It has been observed that ever since its inception in 1985, SAARC has not functioned as smoothly and as productively as many other regional organizations, like the EU, ASEAN, SCO, etc. This is because its two biggest members, namely India and Pakistan, do not see eye to eye on many major issues. This is very unfortunate as South Asia is one of the most backward regions in the world – just a little better than sub-Saharan Africa. The major objective behind the formation of SAARC was to promote the welfare of the peoples of South Asia and improve their quality of life, accelerate their economic growth, social progress and cultural development, promote and strengthen their collective self-reliance and contribute to mutual trust, understanding and appreciation of regional problems.
It was in this spirit that Pakistan Foreign Minister Shah Mehmood Qureshi recently called for removing the “artificial obstacles” in the way of regular functioning of SAARC and reiterated Pakistan’s readiness to host the 19th SAARC summit, which was to be held in Islamabad in November 2016 but was cancelled when India pulled out. India had alleged then that an attack on an Indian army camp at Uri in Kashmir had been master-minded by Pakistan. Along with India, other member countries, such as Bangladesh, Afghanistan and Bhutan had also decided not to attend the summit.
The spirit of regionalism is what binds the countries of South Asia and SAARC offers a viable platform for the purpose. Prime Minister Imran Khan, after coming to power in 2018, had tried to capitalize on the goodwill generated by the initial contacts made between Islamabad and New Delhi. However, his friendly gestures failed to break the ice between the two countries. In fact, India’s stance became so hardened that it deprived Jammu & Kashmir of its special status by revocation of Article 350 in August 2019 and imposed an un-ending curfew in the State. If such is the attitude of the largest member of SAARC, then the prime objectives under which the body was formed have been brought to naught. The main rationale behind the formation of SAARC was promoting mutual trust, understanding and appreciation of regional problems. In the midst of India’s intractable attitude, these are certainly not being well-served.
The functioning of SAARC has continued to be adversely affected ever since the Islamabad summit was cancelled and most of the bodies comprising the regional organization are in limbo. It is to be hoped that the artificial obstacles created by one of its members in SAARC’s forward movement would be removed and that it will be enabled to again function as an effective instrument of regional cooperation. That is why it is also important to faithfully follow the UN Charter and implement the UN Security Council Resolutions. Any unilateral and illegal measures to change the status of disputed territories in violation of the UN Security Council resolutions must be condemned.

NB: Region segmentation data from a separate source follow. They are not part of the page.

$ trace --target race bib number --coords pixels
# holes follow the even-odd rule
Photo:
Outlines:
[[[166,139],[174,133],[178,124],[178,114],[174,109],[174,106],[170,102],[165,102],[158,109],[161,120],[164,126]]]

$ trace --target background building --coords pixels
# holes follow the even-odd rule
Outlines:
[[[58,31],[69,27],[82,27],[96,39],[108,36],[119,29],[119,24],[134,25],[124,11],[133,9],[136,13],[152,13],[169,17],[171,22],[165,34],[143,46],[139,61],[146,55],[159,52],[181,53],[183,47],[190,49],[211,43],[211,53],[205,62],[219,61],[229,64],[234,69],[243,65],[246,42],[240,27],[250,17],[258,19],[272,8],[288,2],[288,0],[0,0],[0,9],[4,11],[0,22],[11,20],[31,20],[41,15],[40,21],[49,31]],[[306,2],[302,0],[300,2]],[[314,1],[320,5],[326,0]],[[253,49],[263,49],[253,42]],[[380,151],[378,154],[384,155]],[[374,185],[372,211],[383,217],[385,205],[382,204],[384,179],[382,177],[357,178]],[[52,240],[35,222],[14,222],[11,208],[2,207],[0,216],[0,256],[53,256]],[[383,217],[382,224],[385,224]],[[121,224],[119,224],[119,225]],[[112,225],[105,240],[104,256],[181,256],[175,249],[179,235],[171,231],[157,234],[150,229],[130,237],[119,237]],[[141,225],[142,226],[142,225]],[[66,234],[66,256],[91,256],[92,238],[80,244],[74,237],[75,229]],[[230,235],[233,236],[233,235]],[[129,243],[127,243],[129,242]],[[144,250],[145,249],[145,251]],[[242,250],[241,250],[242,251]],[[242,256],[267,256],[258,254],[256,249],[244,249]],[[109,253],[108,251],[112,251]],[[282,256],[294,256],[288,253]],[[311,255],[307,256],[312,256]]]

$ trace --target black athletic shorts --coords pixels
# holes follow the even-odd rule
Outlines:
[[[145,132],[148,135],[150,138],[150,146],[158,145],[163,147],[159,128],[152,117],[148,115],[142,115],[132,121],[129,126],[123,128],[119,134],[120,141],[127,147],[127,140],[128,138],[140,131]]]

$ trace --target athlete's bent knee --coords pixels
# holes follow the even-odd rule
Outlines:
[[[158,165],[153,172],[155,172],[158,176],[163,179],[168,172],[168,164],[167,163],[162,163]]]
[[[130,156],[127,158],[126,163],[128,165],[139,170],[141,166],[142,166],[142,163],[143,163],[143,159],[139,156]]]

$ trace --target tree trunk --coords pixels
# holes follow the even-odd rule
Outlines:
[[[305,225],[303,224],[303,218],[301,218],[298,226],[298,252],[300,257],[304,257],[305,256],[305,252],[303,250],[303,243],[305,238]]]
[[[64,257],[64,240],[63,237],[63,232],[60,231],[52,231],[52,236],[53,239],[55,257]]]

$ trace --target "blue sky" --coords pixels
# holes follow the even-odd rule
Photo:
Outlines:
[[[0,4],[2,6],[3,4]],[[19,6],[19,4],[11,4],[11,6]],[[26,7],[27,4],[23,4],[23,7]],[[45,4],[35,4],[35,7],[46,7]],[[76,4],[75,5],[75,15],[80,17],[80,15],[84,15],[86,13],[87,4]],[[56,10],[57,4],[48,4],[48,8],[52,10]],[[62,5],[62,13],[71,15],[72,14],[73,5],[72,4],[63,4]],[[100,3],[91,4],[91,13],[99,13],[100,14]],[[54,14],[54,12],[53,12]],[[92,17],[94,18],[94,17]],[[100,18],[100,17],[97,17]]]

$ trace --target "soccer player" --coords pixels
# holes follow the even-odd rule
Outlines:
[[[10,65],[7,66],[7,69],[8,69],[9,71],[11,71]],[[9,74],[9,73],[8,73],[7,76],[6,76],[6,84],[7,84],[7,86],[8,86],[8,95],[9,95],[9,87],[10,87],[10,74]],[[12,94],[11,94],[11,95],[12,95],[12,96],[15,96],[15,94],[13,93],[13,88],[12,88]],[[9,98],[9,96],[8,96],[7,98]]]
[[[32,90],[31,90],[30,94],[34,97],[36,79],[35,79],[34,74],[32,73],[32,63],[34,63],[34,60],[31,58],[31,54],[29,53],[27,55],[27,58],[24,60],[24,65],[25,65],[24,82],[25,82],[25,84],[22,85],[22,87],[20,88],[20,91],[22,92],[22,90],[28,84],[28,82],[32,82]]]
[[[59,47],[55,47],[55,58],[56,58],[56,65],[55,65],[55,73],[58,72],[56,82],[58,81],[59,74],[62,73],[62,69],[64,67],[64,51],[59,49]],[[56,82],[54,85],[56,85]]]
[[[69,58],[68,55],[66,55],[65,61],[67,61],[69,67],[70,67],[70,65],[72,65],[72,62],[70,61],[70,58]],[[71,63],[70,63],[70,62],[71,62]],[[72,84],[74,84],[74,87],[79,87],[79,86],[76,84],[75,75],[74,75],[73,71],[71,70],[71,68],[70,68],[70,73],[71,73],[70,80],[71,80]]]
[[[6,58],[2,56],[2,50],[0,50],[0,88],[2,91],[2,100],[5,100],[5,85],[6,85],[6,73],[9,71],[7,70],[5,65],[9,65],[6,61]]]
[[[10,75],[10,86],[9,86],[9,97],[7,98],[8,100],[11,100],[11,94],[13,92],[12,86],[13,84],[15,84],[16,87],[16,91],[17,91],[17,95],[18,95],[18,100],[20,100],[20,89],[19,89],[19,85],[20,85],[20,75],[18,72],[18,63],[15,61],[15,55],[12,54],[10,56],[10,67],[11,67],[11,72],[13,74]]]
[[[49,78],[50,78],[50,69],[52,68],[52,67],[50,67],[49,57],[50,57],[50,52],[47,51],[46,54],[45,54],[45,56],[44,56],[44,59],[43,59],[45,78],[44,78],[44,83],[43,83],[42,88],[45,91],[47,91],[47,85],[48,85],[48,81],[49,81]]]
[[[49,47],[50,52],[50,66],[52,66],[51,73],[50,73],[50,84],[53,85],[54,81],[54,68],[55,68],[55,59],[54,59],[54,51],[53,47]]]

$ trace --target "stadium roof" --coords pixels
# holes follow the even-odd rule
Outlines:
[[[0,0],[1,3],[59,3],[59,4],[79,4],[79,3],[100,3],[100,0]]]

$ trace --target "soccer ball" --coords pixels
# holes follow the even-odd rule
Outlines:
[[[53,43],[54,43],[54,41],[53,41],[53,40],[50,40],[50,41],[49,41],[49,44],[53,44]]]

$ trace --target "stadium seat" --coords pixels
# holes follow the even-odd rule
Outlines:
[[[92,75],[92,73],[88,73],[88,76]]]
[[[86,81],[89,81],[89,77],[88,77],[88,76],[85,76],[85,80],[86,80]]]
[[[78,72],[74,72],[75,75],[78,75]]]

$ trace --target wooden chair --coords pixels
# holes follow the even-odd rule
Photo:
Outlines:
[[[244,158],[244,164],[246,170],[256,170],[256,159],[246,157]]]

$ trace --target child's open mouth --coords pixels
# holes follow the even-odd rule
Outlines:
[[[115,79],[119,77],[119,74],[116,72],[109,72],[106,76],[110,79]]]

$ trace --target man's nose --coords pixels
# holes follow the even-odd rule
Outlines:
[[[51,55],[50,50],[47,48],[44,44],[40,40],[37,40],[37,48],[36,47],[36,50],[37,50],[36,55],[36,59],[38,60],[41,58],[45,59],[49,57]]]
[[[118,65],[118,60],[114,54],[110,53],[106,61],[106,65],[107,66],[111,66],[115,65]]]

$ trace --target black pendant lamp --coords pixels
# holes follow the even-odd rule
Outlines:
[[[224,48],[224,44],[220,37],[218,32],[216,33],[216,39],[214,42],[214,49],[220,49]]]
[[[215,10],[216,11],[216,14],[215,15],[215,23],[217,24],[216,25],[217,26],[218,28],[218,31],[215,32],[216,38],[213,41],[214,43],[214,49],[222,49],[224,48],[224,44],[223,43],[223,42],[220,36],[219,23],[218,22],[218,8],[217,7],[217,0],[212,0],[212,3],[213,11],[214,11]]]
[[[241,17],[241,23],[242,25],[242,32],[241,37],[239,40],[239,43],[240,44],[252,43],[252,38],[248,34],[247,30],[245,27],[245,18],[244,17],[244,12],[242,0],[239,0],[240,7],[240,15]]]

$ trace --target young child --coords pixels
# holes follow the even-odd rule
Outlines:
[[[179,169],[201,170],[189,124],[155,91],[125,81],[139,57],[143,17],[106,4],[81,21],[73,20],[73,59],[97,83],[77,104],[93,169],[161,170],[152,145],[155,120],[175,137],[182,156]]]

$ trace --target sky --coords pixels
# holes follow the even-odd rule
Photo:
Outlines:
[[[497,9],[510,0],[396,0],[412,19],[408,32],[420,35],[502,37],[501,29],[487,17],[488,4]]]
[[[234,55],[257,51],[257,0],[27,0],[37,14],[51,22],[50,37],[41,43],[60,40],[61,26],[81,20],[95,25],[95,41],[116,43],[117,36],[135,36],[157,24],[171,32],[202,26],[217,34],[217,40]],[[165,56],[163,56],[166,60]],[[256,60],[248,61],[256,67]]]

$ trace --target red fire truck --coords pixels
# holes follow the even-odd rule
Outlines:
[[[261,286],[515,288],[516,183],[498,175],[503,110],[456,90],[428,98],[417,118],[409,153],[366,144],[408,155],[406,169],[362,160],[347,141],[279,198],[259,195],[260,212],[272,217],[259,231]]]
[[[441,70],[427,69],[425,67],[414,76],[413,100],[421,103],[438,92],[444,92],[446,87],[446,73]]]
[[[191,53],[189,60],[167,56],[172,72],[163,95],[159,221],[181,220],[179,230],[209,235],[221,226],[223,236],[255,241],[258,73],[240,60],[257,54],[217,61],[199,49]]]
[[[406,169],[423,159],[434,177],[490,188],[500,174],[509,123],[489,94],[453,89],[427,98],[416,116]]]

Like so many other regions of the world, when the countries of South Asia decided to come together under the banner of SAARC, their aim was to reinforce regional and geopolitical union of states. Their thinking was that SAARC would be a formidable organization as it comprised 3% of the world’s area, 21% of the world’s population and, as of 2019, represented about 4.21% (US$3.67 trillion) of the global economy. The region covered by SAARC has a combined population of some 1.5 billion. In this background, this body has a big opportunity to reduce poverty in the region. As it is poised to play an important role in growing international relations, its member states would be well-advised to not queer the pitch with bi-lateral issues. They should work instead in the greater interest of humanity and take advantage of the low-hanging fruit of progress and prosperity for their people.